McLemore – 6’ 3.5” barefoot height, 6’ 7.75” wingspan, 189 lbs, 32.5” no-step vert, 11.87 agility, 3.27 sprint.  Age 20.4 at draft time.  119 orating on 22 usage.  Percentage = 50 / 42 / 87.  Location = 42 / 37 / 20.  Dreb% = 12.3.  Stl% = 1.8, Blk% = 2.2, Ast% = 12.5.  A:TO Ratio = 0.9.

An explosive dunker with a sweet shooting stroke, he never grabbed the part of “superstar”, instead settling into a mid-usage role on the Jayhawks.  HIs defensive impacts were notable, and his shooting percentages excellent.

In looking at McLemore, the two closest comparisons derived are:

Player A – 6’ 2.75” barefoot, 6’ 10.75” wingspan, 201 lbs, 32.5” no-step, 10.39 agility, 3.11 sprint.  20.8 at draft time.  120 orating on 24 usage.  49 / 42 / 72.  42 / 40 / 17.  dreb% = 8.5, stl% = 2.6, blk% = 2.6, ast% = 18.7.  A:TO ratio = 1.4.

Player B – 6’ 4.25” barefoot, 202 lbs, 6’ 6.5” wingspan, 31.5” no-step, 11.14 agility, 3.20 sprint.  Age 21.7 at draft time (season used here is the season when he was age 20.7 at draft time).  121 orating on 21 usage.  47 / 40 / 83.  49 / 36 / 15.  dreb% = 11.2, stl% = 1.9, blk% = 0.5, ast% = 10.7.  A:TO Ratio = 1.2.

Player A was probably the best comparison.  Although slightly longer and definitely quicker, both players displayed excellent athleticism and strong offensive efficiency while using just under one-quarter of their team’s possessions.  Both guys made nearly half their field goals, and an identical 42% of their threes, while scoring approximately 40% of their points both inside and outside the arc.  McLemore rebounded better, but the comparison proved slightly more disruptive otherwise on defense.  Player A also distributed the ball more frequently.

I chose Player B as the second best comparison.  He is similarly sized, and again slightly quicker than McLemore, but also less explosive.  Both were very efficient shooters, using 21 – 22% of their team’s possessions, and scoring 36 – 37% of their points from deep.  The players rebounded and collected steals at similar rates, but McLemore utilized his superior leaping to block more shots.  For passing skills, they rated very comparatively.

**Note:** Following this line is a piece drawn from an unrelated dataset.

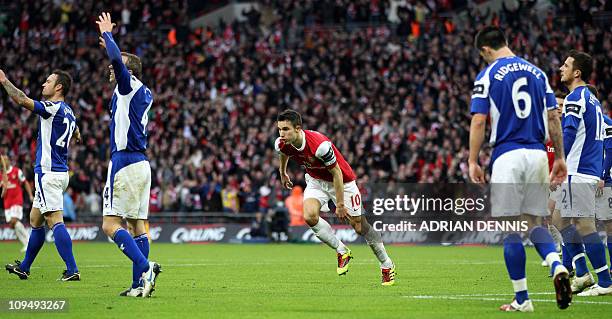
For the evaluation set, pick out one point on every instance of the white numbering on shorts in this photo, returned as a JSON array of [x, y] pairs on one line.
[[518, 96], [356, 201], [70, 126]]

Player A is Rashad McCants, the 14th pick in the 2005 draft.  Player B is Wayne Ellington, the 29th pick in the 2009 draft.  Without knowing who they were , if I just looked at the age, measurements, and stats for McCants versus McLemore…I would pick McCants.  Of course, he was also a head-case.  While Ellington’s measurements and stats are simlar, he falls right below McLemore across the board.

What does it all mean?  Do I think McLemore will be better than Ellington and McCants?  Yes.  Do I think McLemore will provide great value as a top-three pick?  No.  My inclination is that he is a very good complimentary player in the NBA.

Ok, one final guy…Player C is 6’ 3.25” barefoot, 6’ 9.25” wingspan, 213 lbs, 33” no-step, 10.69 agility, 3.25 sprint.  21.2 at draft time.  122 orating on 23 usage.  60 / 44 / 75.  62 / 18 / 20.  dreb% = 13.9.  stl% = 4.5.  blk% = 2.8. ast% = 15.1.  A:TO ratio = 0.9.

These two players are similar in length, but Player C packs on 25 extra pounds while leaping as well as McLemore and maintaining better quickness.  He played offense more efficiently, while using a slightly higher amount of his team’s possessions.  On defense he was a terror, collecting steals on 150% more possessions than McLemore.  He was nine months older though, so McLemore has some time to catch up.  Do I think he does?  No.

Player C is Victor Oladipo.  Let’s talk about him tomorrow.